O recorde de temperatura terá sido atingido em julho, com os 47 graus verificados na zona do Pinhão, concelho de Alijó.
As projeções até 2050 "são preocupantes" e mostram uma tendência para a diminuição da precipitação durante o ciclo vegetativo e aumento da temperatura média anual.
"Não considerámos que condene a viticultura na região, mas obriga a tomar medidas que possam diminuir os impactos que as alterações climáticas possam vir a ter", salientou Luís Marcos, que falava à agência Lusa à margem de um seminário que a ADVID realiza hoje, no Peso da Régua, distrito de Vila Real.

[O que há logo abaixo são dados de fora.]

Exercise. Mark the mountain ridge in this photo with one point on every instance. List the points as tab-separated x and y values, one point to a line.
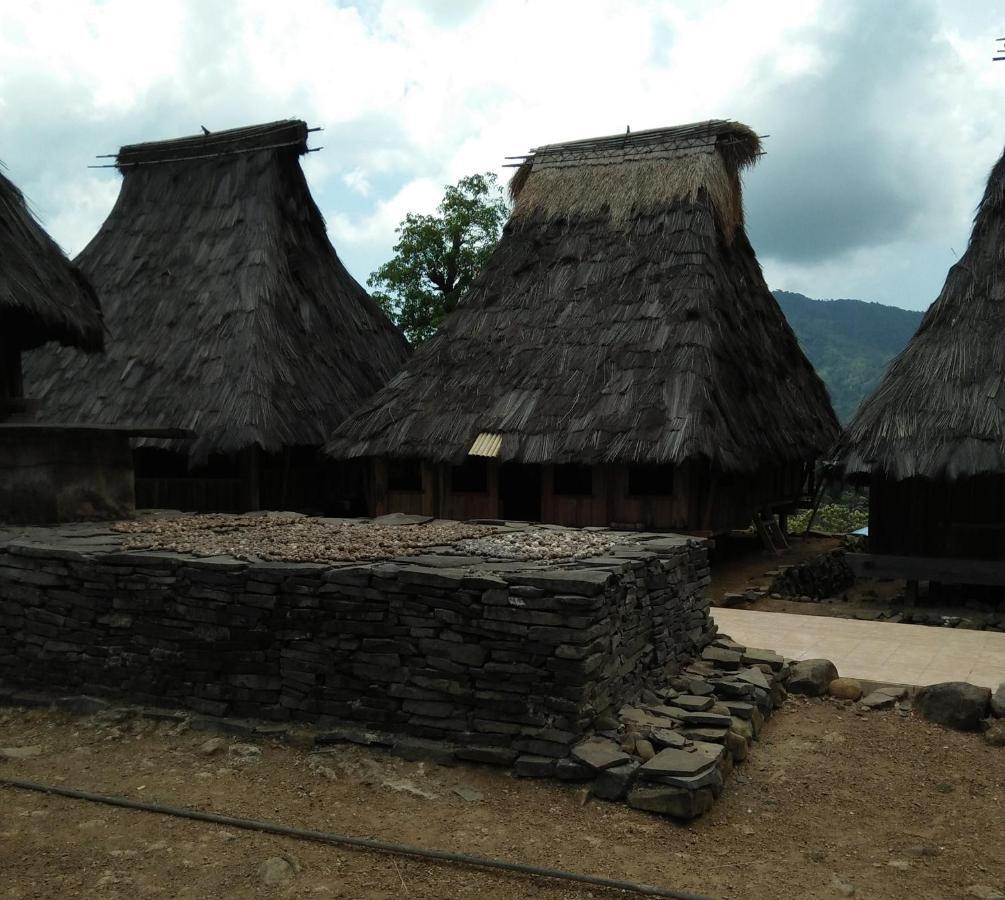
849	342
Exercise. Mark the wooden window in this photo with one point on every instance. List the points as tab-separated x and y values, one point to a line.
650	481
404	475
470	477
573	480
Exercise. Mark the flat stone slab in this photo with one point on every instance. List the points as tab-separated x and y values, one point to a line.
878	700
690	761
707	719
724	659
692	703
754	676
753	657
666	737
600	753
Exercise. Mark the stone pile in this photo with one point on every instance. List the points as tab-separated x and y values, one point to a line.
813	580
480	659
671	751
291	537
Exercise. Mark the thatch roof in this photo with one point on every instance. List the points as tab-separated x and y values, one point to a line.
940	412
229	312
623	317
42	296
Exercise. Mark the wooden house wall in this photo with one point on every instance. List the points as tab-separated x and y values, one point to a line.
923	517
577	510
295	479
11	382
698	501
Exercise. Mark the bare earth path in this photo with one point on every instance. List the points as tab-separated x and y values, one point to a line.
829	799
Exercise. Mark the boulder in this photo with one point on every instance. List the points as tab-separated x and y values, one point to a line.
998	701
845	689
668	801
598	752
956	704
878	700
645	749
613	783
995	735
811	677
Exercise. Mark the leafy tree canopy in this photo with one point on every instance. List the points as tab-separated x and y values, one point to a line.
436	257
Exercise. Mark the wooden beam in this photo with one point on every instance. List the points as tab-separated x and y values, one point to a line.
926	569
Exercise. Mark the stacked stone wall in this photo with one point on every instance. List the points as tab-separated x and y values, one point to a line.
498	659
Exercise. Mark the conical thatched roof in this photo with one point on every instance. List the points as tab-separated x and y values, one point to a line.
623	317
42	296
229	312
940	412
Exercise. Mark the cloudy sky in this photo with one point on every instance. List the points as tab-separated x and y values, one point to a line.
883	118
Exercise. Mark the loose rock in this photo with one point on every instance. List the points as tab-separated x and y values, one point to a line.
845	689
998	701
277	869
955	704
811	677
20	752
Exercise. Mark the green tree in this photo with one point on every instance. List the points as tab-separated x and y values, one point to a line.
436	257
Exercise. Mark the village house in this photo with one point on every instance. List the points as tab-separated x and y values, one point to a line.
620	361
229	314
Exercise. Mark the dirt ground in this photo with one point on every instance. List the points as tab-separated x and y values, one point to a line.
742	563
830	802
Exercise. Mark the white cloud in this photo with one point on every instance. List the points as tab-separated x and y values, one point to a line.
414	94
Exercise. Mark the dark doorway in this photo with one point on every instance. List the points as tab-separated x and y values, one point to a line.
520	491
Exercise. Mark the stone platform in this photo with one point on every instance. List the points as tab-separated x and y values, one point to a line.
492	656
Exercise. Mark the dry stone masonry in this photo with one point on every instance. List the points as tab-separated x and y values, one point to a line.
487	659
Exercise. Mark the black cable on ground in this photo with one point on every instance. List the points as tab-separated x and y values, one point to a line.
441	856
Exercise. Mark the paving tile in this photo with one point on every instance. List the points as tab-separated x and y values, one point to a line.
882	651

O projeto "G.O.T.A. -- gerir, operacionalizar e transferir. Uso eficiente da água na vinha: beneficiar de cada gota" que a associação está a implementar pretende, precisamente, contribuir para a disseminação, entre os viticultores, de boas práticas no uso da água.

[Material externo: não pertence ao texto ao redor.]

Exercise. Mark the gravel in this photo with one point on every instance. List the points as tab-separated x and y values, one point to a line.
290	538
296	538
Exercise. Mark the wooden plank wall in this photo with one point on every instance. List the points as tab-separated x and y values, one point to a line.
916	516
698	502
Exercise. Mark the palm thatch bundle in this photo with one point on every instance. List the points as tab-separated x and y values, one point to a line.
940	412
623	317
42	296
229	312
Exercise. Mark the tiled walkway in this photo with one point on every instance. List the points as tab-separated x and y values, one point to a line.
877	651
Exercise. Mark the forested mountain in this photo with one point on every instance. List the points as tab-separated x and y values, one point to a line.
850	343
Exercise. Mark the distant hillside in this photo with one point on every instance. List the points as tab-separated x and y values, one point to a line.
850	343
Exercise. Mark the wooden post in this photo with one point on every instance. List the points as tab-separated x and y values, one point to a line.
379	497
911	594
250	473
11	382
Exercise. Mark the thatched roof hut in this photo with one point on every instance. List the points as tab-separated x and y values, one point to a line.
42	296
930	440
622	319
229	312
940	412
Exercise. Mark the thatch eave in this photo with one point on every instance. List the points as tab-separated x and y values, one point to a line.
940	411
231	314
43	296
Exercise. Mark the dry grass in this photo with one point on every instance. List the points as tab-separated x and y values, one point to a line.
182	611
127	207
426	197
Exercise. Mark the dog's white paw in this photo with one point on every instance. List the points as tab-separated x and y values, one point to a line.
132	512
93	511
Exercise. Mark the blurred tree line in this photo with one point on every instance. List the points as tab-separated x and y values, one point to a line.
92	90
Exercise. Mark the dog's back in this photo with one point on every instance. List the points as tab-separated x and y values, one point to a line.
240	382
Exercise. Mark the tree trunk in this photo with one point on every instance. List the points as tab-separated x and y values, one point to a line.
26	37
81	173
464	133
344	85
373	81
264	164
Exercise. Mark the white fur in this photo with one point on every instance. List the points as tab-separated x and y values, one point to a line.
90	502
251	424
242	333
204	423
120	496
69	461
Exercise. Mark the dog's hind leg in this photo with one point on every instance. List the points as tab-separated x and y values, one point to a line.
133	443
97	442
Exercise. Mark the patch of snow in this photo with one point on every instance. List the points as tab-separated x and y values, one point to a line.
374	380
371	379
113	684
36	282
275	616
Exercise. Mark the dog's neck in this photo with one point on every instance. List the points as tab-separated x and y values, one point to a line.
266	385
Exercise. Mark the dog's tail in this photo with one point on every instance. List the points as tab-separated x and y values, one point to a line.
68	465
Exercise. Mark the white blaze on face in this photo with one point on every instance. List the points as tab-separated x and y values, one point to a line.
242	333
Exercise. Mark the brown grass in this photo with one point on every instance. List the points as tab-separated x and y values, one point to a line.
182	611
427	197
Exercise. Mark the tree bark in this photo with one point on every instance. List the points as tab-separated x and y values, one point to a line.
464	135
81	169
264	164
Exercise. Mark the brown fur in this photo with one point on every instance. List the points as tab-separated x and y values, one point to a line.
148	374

E algumas dessas práticas estão já a ser aplicadas pelas empresas parceiras no projeto: a Real Companhia Velha, Poças, Sogrape e Symington Family Estates.
A Real Companhia Velha (RCV) está a criar condições para guardar a água, nomeadamente através da construção de charcas, e a fazer um uso "muito eficiente e racional" da rega, a qual só é aplicada em parcelas e castas mais sensíveis ao 'stress' hídrico.

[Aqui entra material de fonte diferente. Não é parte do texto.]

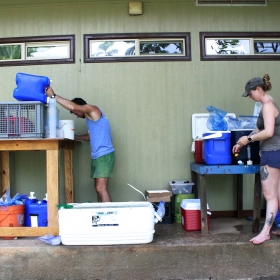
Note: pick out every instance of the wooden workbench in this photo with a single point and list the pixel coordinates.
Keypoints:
(52, 147)
(203, 170)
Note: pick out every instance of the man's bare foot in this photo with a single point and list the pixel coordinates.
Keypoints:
(259, 239)
(276, 232)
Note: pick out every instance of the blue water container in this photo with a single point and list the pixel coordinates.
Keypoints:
(31, 87)
(217, 150)
(37, 208)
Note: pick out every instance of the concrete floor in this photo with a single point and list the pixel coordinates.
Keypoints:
(224, 253)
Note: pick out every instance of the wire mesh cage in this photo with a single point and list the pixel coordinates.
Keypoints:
(24, 119)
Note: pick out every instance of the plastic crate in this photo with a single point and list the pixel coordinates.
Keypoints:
(24, 119)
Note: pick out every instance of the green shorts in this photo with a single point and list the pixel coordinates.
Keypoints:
(103, 166)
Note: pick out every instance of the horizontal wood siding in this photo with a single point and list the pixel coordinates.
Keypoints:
(149, 104)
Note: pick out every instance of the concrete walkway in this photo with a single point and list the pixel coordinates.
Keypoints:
(225, 253)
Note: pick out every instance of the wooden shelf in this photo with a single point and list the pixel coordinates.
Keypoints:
(52, 147)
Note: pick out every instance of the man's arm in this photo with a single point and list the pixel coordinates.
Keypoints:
(84, 137)
(67, 104)
(90, 111)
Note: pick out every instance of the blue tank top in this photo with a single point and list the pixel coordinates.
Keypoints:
(100, 137)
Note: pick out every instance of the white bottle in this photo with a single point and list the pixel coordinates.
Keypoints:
(52, 118)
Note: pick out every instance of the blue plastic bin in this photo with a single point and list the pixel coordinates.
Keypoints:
(217, 150)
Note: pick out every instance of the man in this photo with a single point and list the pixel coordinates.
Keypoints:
(99, 135)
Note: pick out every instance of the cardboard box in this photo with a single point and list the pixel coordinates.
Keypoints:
(181, 187)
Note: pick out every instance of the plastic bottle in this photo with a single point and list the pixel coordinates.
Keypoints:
(161, 210)
(27, 204)
(52, 118)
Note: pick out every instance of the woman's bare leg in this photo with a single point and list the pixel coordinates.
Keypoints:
(270, 182)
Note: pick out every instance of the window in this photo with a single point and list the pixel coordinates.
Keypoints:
(136, 47)
(37, 50)
(240, 46)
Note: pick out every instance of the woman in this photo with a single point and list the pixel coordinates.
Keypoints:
(268, 133)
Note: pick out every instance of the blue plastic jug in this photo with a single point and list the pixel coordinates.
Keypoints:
(31, 87)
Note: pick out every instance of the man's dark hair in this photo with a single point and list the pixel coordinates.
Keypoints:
(79, 101)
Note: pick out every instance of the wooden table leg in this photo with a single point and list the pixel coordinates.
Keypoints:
(5, 170)
(239, 195)
(203, 204)
(52, 186)
(257, 203)
(68, 175)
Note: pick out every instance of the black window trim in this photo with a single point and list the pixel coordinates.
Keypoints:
(234, 35)
(114, 36)
(33, 39)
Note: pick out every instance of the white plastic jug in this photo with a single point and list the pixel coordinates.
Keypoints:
(68, 128)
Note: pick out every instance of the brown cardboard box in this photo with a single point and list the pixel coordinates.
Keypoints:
(158, 193)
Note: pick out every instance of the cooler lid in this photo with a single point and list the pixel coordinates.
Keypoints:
(191, 204)
(199, 123)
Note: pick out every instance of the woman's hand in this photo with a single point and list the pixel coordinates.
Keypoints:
(243, 141)
(49, 91)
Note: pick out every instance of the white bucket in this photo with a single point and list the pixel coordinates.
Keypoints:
(68, 128)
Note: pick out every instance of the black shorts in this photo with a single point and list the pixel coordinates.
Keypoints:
(270, 158)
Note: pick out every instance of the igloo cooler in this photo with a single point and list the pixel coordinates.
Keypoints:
(107, 223)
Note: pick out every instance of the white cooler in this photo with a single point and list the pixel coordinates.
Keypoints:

"Fazemos na empresa um conjunto de práticas que visam, precisamente, a adoção de uma rega deficitária para repor apenas uma fração daquilo que a planta perde, tendo em vista o objetivo final que é produzir vinhos de qualidade", explicou Rui Soares, da RCV.
A Poças tem em curso dois ensaios, um com uso de redes de ensombramento e outro com a aplicação de Biochar (carvão vegetal aplicado no solo), estando para arrancar um terceiro ensaio com o aproveitamento de águas residuais para rega gota a gota.
Maria Manuel, desta produtora de vinhos, explicou que as redes de ensombramento são, no fundo, um chapéu para as vinhas para reduzir a radiação, atenuar a temperatura na zona dos bagos, o que tem "influência na redução da evapotranspiração e, portanto, redução, do consumo de água", destacando os resultados positivos desta técnica.
"No próximo ano iremos arrancar com a validação da rega com águas residuais urbanas para irrigação de uma pequena parcela de vinha, onde vamos avaliar a qualidade da uva, ver o comportamento fisiológico, impacto no solo e, com isso, procuramos uma fonte alternativa de água", explicou, salientando que a "poupança de água é um imperativo".
José Manso, da Sogrape, disse que a poupança de água tem de ser feita nos diferentes níveis da cadeia produtiva e que "é inerente ao ADN de uma empresa ser eficiente".
Na vinha, explicou, o coberto vegetal, o armamento do terreno e as drenagens são feitos no intuito da água da chuva se infiltrar no solo e, com isso, reduzir as necessidades da planta.
Já na adega foram implementadas pequenas medidas como a troca de torneiras, a água usada nas lavagens é reaproveitada até chegar à fase de lavagem do chão, as tubagens são limpas por vácuo.
"Atualmente estamos a utilizar diferentes formas de abordagem à monitorização do estado da água na planta, recorrendo a imagens de satélite integradas com sensores de solo, um novo projeto europeu onde somos parceiros e que nos vai permitir criar informação para atuar de forma mais rápida e chegar, com essa informação, ao conjunto das vinhas que temos em exploração no Douro", disse Fernando Alves, da Symington Family Estates
O responsável frisou que essa informação será partilhada com os produtores que necessitem de fazer uma otimização do uso da água.